Take this program, which prints out 1 to 5:
#include <stdio.h>
int main() {
int x[] = {1,2,3,4,5};
int* start = x;
int* end = x + 5;
for (; start < end; start++) { printf("%d, ", *start); }
}Pointers are useful in many cases – if you want to represent a recursive data structure, you can do so with pointers:
struct Node {
int value;
struct Node* next;
};Also, if you want to just listen to an update to some other memory, you can do so with pointers. Without them, or some related construct, any update to would have to be written to all the listeners, which could be very expensive.
But this makes optimizing code much harder.
Take this simple example:
int is_a(char *a, char *b) {
*a = 'a';
*b = 'b';
return *a == 'a';
}Since we set the a pointer to ‘a’, and the
b pointer to ‘b’, and then check if the a
pointer is ‘a’, this should just be return 1. However, the
a pointer and the b pointer could be the same
pointer.
But the function allows us to pass the same pointer as a
and b, which breaks this assumption:
#include <stdio.h>
#include <stdlib.h>
int is_a(char *a, char *b) {
*a = 'a';
*b = 'b';
return *a == 'a';
}
int main() {
char* a = malloc(sizeof(char));
printf("is_a, %d", is_a(a, a));
}In which case this returns 0.
If there was some way to say that pointer a and pointer
b could not be the same pointer, then we could do this
optimization.
C does have a keyword, restrict that hints to the
compiler that the memory locations do not alias (they don’t intersect),
but in this case it doesn’t generate any better code and it isn’t a
compile time restriction, so this keyword isn’t useful in this case.
How do you represent a pointer?
Recently, I’ve been working on a C compiler, and got to the point where I had to support pointers in C.
Most people think that a pointer is a number (with its
length being your computer’s word size, normally 64 bits these days),
but that doesn’t work. In the previous example above, I did pointer
arithmetic on an int* start, with start++
(increment start by 1). However, since an int is 4 bytes,
and since each increment prints the next number, this actually
increments the pointer by 4 bytes. But if I had a char*,
since char is 1 byte, incrementing a char
increments the pointer by 1 byte.
On top of its size, a pointer also needs to store its type (since you can’t pass a pointer of a different type to a function that wants a specific pointer), but you also need to support casting.
A pointer can be cast to a number, or to another pointer type. If cast to a number, and then back to a pointer, what happens to its type information, or its size? Does it disappear? Some important questions to ponder.
Also, you’d want to have type-safety with pointers. It would be odd to take a pointer to an int and then change it to a pointer to another type, like an array. It makes sense to increment or decrement the pointer to an array, but not for a pointer to an int.
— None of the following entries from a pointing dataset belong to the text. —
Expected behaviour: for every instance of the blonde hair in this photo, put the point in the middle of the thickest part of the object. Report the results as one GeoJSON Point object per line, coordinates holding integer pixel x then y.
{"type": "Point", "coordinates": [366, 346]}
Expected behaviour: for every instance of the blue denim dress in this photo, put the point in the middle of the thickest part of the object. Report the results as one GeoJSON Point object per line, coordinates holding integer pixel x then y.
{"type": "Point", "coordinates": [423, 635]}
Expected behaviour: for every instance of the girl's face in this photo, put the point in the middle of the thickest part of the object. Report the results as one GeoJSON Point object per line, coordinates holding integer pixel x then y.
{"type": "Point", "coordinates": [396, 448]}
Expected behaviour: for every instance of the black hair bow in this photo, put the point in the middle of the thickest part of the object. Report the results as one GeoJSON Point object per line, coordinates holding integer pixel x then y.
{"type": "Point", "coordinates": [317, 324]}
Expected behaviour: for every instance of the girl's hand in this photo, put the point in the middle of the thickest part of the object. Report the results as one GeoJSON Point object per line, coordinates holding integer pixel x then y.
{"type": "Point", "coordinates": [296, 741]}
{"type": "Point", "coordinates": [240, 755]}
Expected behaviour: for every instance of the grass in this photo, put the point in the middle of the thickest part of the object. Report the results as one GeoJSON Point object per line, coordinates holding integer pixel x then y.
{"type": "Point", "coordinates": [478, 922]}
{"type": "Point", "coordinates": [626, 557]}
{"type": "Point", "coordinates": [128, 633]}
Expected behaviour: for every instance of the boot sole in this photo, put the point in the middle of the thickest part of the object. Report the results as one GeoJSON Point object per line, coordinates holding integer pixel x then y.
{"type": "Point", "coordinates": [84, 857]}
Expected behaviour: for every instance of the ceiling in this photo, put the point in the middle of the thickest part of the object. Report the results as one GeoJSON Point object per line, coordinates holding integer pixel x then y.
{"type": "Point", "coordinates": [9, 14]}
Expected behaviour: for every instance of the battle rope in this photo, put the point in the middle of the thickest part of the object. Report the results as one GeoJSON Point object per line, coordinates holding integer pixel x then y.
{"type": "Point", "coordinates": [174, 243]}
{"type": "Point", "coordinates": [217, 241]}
If this is the case, then pointers should also hold their type.
On top of that, pointers can point to initialized or uninitialized
memory. So that needs to be handled too – in C++, the end
pointer of a collection always points to one past the end of a
collection, which is generally uninitialized.
Also for optimization reasons, it’s also useful to know if pointers
alias, or if a certain location in memory is only accessible by
one pointer or multiple. In the is_a example above, if we
know that the two pointers are different and cannot access the same
location, then we can emit “return true” for the function. But that also
requires keeping track of where it came from, which is called
provenance. This information is important for optimizations,
but also useful for error messages to the user – if the compiler knows
where a pointer came from, and the user tries to use it incorrectly,
it’ll have more information about how things went wrong.
Pointers are complicated. They’re also not just a number.